2 hours of terrifying driving later, aaaaand we break down. It’s about 11pm or so by this point, and I cannot literally believe that after everything that has happened, the bloody bus has broken down. Out we get again. They take out the engine, and start working on it while we aimlessly linger around. A really nice guy comes and tries to speak English with us, he invites us to a wooden shack at the side of the road where they serve us some spaghetti stuff and he foots the whole bill. He explains, as far as he knows, what’s happening. We wait around for another hour or so until two cars arrive FULL of cargo. They start loading all the cargo onto our van, heaping it so high that it doubles in height, the suspension almost buckling under the weight. They can’t fit it all on, so they start putting it on the back seats at which point they tell 10 of the passengers or so that they can’t come on the rest of the journey because the van is now full. Wow. They leave to find their own way home, from the middle of nowhere, in complete darkness, in the Ivory Coast, at midnight. This driver really is something else. It turns out the bus never did actually break down, it was all a ruse so he could carry some dodgy merchandise across the country, he pretended it broke down because they had to wait for the merchandise to arrive. This was beyond a joke.

ivory coast sites
This is the gentlemen who bought our spaghetti!

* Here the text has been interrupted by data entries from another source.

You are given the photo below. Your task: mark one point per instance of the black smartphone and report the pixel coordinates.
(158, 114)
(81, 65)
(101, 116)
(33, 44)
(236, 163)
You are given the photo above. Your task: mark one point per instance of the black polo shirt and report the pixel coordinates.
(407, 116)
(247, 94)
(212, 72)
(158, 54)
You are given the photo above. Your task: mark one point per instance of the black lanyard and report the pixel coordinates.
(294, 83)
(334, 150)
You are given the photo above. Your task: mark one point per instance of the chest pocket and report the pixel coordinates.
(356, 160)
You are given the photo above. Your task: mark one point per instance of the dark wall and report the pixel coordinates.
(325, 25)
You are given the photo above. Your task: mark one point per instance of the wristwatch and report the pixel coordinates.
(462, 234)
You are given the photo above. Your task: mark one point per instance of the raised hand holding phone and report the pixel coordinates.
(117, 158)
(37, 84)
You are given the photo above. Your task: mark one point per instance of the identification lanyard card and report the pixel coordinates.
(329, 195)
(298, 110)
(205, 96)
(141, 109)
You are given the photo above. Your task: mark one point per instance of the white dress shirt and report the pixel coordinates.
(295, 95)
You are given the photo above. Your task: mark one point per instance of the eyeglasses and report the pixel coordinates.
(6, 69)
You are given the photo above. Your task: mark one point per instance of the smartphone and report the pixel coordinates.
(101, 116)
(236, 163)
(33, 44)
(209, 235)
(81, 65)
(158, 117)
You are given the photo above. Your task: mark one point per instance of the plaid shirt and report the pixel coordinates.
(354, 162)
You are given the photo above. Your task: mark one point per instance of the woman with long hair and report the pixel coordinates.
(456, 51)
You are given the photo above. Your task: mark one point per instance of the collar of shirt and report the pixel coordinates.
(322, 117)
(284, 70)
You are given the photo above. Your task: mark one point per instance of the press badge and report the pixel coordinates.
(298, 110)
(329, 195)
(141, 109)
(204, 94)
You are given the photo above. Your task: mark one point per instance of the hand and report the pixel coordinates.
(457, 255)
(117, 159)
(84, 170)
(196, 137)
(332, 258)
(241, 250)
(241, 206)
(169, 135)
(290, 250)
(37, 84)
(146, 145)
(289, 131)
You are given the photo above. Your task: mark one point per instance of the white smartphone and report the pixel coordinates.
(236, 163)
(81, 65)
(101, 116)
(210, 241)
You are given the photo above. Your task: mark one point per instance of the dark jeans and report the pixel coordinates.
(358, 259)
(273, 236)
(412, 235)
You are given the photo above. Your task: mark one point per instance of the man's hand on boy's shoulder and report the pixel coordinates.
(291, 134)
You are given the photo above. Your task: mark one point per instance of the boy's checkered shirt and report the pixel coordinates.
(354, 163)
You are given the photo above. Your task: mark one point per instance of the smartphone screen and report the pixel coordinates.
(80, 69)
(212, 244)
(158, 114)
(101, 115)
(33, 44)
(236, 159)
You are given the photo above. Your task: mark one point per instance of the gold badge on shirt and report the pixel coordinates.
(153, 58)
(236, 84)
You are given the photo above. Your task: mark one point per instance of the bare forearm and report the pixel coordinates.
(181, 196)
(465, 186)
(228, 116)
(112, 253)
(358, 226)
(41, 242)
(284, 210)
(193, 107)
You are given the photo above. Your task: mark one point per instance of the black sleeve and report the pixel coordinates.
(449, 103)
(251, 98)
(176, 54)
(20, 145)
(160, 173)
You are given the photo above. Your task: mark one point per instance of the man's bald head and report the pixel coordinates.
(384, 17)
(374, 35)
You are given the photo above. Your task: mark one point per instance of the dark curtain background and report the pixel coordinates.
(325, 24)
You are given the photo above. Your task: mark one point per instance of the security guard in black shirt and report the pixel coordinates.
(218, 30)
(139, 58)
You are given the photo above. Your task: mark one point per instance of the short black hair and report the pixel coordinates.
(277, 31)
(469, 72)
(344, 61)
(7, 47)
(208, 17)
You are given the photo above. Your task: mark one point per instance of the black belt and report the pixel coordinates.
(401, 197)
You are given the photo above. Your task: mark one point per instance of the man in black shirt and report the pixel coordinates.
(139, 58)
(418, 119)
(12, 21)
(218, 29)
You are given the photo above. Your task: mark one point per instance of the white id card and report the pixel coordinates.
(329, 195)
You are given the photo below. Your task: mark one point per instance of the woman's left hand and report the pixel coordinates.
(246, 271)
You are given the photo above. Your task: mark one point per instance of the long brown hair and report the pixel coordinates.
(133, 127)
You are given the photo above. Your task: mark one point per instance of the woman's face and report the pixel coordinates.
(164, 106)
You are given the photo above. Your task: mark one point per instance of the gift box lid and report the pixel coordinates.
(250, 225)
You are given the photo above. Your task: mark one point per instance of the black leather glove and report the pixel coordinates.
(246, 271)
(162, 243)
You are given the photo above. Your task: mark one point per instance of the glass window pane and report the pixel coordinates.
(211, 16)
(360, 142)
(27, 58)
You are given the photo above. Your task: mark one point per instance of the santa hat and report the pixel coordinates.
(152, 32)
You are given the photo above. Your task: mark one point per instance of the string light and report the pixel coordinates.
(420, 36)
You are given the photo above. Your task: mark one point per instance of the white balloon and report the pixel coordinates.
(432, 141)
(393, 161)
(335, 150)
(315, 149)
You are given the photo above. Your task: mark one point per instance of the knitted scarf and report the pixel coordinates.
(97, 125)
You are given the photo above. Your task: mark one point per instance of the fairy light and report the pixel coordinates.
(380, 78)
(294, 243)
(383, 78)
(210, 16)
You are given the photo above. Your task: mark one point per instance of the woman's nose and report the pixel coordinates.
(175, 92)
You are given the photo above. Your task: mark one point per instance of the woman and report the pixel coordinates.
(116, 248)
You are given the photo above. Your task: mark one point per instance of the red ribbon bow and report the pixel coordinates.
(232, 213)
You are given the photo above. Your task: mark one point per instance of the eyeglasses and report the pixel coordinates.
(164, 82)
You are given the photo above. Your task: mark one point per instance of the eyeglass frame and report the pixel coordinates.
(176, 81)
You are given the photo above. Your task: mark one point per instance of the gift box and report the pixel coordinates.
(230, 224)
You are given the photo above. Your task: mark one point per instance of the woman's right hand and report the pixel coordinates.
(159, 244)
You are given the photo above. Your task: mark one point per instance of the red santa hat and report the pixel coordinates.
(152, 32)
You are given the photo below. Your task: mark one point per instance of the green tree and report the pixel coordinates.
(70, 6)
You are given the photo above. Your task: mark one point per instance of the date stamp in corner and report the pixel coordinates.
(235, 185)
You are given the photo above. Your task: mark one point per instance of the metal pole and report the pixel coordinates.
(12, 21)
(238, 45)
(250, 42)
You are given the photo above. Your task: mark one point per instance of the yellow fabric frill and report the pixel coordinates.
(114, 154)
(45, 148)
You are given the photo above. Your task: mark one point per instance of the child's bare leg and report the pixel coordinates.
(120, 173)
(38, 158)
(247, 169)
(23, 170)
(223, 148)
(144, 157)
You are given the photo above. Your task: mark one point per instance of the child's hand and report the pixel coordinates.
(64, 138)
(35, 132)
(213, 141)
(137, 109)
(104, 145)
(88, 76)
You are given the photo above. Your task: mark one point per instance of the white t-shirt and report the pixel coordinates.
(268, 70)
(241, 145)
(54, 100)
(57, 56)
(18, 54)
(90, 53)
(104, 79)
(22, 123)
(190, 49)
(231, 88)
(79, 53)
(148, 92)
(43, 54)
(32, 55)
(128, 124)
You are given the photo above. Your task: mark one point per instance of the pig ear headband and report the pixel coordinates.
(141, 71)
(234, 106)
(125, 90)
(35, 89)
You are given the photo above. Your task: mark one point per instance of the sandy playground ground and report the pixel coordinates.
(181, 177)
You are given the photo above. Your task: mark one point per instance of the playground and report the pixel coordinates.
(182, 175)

Finally, we get back on board, Josh and I are now on the seats furthest back, right up against the boxes of stuff, out seats are so upright it’s uncomfortable. As bad as I feel for Josh and myself, there has been a guy sitting in front of me the whole time who looks like he’s on death’s door. He has no flesh on his bones, just angular bones sticking out from his elbows, sternum, knees, cheekbones. Each time we had stopped for whatever reason, he stumbled out of the bus and lay on the ground, looking ready to die. It was horrific. His seat was the one directly in front of mine, and predictably the seat was broken, so the support was gone and his chair was squeezed up against me now, as I was wedged between the cargo and this cancer/HIV/something horrible victim. He couldn’t have long left. Heading to Abidjan perhaps for the hospital, or even more morbidly, to die with his family? As heartless as it sounds,  having this guy have draped against me on this horrible journey, was almost more than I could take. But I had nowhere to go. So on we went.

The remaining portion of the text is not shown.